Those weren’t fears of Rachel. They were fears for her, Mitch realized with growing excitement.

She didn’t want Rachel to suffer. She wanted Rachel to leave Duke Street … but she didn’t get away.

The bucket of ammonia.

Mitch considered the possibility that it wasn’t some torture on the night of the murder as they’d all believed, but rather, like the drawing of a smoking toaster, it was a specific memory from the past.

Abuse. Fear.

Penny wanted her mother to get away from her abuser. Grace mentioned some violence in the Duke Street home.

“But she didn’t go away.” Rachel didn’t leave. That happened all the time, he knew. Abused women stay. They’re too frightened to leave, or they have no place to go. Maybe Rachel didn’t abandon Penny as everyone was led to believe … maybe Rachel had left Penny in the park that day to get her to safety.

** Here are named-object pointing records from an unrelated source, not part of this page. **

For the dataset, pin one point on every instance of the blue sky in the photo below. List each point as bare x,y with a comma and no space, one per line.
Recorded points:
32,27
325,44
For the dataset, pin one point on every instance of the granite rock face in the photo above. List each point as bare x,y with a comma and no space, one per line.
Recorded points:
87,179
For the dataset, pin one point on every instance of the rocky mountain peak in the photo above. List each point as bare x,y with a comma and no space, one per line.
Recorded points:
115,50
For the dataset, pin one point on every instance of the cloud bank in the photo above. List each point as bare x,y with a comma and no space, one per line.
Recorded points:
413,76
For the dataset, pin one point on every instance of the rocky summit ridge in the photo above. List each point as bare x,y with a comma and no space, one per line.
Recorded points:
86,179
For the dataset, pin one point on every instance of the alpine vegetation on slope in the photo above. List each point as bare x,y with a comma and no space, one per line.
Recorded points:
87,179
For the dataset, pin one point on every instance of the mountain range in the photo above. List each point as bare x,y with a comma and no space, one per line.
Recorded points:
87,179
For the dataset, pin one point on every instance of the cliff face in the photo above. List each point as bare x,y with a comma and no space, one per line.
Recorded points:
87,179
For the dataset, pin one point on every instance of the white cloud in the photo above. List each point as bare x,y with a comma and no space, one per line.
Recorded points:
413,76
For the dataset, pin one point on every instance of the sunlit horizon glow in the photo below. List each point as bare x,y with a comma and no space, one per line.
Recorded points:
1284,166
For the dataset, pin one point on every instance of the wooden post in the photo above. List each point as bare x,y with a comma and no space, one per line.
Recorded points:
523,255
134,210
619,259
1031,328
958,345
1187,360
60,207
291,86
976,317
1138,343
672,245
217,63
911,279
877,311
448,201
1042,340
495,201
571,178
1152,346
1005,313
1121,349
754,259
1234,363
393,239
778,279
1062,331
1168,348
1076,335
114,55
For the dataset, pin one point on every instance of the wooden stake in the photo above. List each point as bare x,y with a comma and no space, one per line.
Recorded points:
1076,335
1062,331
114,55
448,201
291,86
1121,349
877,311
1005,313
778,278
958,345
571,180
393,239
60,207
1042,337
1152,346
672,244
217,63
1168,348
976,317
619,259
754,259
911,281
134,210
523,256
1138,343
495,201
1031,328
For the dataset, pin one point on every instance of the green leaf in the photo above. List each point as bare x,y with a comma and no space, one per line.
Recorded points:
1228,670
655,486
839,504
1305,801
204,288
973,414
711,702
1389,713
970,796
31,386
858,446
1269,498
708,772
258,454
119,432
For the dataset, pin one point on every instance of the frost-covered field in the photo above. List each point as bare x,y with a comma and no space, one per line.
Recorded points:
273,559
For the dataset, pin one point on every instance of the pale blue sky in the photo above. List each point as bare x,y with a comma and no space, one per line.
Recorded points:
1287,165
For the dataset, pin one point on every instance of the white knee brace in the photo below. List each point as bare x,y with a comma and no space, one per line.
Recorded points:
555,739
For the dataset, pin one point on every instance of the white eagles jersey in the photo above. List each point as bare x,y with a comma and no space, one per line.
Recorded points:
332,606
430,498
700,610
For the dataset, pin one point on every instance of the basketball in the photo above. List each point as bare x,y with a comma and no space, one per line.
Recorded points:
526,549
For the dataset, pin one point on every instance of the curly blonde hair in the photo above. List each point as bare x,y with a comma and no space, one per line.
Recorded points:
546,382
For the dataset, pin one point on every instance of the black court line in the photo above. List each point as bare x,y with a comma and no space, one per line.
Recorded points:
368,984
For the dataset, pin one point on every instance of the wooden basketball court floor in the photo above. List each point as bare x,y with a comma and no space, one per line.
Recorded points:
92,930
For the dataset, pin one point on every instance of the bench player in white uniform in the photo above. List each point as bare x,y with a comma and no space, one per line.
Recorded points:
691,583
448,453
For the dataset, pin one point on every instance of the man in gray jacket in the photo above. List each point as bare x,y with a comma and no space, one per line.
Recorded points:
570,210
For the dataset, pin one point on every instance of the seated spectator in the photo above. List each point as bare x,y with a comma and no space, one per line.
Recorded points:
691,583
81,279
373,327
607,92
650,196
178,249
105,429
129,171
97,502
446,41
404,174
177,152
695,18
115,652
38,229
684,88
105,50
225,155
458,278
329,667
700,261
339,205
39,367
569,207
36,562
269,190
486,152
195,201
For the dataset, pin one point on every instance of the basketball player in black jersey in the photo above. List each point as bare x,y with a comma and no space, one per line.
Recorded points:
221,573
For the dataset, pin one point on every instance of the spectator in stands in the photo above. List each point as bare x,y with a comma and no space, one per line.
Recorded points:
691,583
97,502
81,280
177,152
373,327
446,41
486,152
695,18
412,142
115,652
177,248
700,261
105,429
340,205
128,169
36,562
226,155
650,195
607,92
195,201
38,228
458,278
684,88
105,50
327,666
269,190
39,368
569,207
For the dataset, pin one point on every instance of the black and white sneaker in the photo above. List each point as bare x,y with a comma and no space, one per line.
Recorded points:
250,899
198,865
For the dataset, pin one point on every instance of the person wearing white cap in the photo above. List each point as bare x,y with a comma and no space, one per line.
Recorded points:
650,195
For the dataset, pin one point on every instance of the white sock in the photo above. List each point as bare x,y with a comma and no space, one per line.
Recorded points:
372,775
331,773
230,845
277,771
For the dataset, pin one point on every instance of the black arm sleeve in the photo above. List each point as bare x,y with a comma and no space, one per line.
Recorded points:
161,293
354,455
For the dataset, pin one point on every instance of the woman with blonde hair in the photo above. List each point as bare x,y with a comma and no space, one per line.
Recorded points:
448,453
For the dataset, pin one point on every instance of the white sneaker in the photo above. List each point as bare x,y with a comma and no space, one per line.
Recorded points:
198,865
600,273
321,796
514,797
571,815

A realization struck Mitch hard. If the memories that Penny and her alters shared with him were recollections from her distant past, why then did she need to be in a dissociative state to access them?

The answer was both obvious and elusive. He recalled Grace’s words regarding the day they found Penny—how the little girl in the sweet yellow dress wouldn’t talk, wouldn’t say anything about what happened, wouldn’t even answer to her name, so Jack named her Penny.

She was traumatized, they were told.

They found her. They picked her up. She was their good luck.

Why wouldn’t she talk about what happened? Why didn’t she pine for her mother, who she had wanted to help, to save?

The answer came to Mitch in a flash, and with it a fierce chill ripped through his body. He saw it now and couldn’t believe he hadn’t seen it before. The Duke Street fire had opened his eyes. He had to call Grace. He needed to meet with her right away.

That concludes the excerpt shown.